I asked Edzon if he and his family would be willing to host us for an afternoon of cultural exchange and learning. Four days later, we were invited to visit his family’s farm.

And this is the story of the magical day we spent together.

“We all have our own life to pursue, Our own kind of dream to be weaving… And we all have the power To make wishes come true, As long as we keep believing.”

~Louisa May Alcott

Chinchero, is a community of about 20,000 Quechua speakers, located in the Sacred Valley in Peruvian Andes. Chinchero is known throughout the valley for it’s tradition of weaving as a large portion of the cloths, belts, hats and other handmade woven products found in the markets around Cusco, are from the Chinchero community.

Residents of Chinchero are known for their strong sense of cultural identity expressed through their traditional dress and unique weaving patterns.

 

We drove into Chinchero past the city portion into the farming community.
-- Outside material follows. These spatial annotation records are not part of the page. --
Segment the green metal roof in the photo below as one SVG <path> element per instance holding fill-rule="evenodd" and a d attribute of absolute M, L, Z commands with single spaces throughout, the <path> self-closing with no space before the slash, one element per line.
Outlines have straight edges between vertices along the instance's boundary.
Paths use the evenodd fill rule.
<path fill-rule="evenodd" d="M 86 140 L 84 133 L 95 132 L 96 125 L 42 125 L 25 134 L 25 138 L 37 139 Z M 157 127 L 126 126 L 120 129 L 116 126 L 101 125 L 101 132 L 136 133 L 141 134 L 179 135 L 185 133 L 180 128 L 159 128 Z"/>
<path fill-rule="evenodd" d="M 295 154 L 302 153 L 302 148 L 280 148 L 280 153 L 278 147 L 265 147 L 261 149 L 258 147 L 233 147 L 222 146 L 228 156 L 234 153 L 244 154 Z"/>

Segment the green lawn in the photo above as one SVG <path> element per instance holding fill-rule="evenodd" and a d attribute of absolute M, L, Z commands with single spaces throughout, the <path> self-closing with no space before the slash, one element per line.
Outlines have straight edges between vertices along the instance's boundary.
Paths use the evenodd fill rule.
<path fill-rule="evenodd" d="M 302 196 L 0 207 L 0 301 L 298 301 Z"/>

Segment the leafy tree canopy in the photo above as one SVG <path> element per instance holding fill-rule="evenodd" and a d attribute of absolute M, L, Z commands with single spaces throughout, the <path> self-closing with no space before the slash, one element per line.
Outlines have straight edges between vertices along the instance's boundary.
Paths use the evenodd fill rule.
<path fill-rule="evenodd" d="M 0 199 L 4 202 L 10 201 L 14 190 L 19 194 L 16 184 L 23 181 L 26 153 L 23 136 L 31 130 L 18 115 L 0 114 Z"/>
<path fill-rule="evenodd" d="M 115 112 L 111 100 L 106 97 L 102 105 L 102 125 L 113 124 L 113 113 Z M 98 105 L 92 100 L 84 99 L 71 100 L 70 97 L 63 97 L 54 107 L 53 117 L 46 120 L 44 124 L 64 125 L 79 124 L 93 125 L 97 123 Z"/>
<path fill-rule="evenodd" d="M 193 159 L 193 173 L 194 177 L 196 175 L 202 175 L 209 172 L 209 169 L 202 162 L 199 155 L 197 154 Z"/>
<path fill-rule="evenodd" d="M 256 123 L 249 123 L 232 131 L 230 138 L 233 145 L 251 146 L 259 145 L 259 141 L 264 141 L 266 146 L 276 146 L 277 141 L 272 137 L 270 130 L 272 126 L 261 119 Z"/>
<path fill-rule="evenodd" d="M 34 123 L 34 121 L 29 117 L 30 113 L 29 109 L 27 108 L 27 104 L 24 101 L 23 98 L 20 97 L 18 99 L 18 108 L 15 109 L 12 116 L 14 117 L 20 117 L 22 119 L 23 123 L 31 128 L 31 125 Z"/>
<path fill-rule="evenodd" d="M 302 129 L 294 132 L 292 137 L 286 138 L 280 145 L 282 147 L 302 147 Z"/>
We were struck by the quiet quaintness of the surrounding farms and beauty of in the surrounding landscape. Traditionally, woman are the artisans in the community, but most men learned how to weave as a child, sitting and helping their moms.

We were greeted by Edzon’s mom, his two sisters and sister-in-law, all with large smiles on their faces, we felt immediately welcome . We sat with the family, Edzon offered coca leaves for pachamama, (mother earth). Together, we chewed coca leaves, shared smiles and many laughs.
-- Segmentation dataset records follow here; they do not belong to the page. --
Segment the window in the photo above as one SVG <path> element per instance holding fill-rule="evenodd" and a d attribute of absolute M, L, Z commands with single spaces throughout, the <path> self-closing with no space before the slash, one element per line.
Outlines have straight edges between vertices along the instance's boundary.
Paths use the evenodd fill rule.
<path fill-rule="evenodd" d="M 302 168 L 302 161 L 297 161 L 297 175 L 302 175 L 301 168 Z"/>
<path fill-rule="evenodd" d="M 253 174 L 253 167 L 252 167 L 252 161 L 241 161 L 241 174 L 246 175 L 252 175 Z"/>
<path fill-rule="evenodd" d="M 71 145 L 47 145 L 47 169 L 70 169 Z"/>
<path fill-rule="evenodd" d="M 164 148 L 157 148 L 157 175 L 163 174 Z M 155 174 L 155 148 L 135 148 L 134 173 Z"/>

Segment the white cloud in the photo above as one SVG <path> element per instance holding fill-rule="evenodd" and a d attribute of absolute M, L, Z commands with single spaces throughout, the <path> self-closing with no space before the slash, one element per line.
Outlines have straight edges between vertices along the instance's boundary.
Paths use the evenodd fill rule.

Their farm was tucked among a row of farms, with it’s perfectly tilled field, growing a generous crop of potatoes. The family presented a basket of freshly cooked potatoes to us and to sample the farms yield.

We noticed the animals surrounding the farm, pigs, donkeys and cows, But no animal was more important to this family, as were the sheep, bearing wool. Edzon’s mom smiles as she showed us how to spin the raw wool into thread. At least once a week, the family dyes the spun wool using tints from plant surrounding the farm.

And we watched Edzon’s mother’s hands, as they seemed to contain the memories of generations in her fingers. And others created the thread that wove this family together.

With fresh eyes, we looked at their creations. We marveled over the intricacies woven in the designs and appreciated the materials with an entirely new perspective. And then, before you knew it, it was our turn. Edzon and the women of his family shared with us their ancient art, with patience and kindness. I required a bit more instruction, and Miro was a natural.

We had the most amazing day, learned a lot about family, working together, co- creating and sustainability. We are so grateful for the gift of knowing this family and sharing a truly magical day.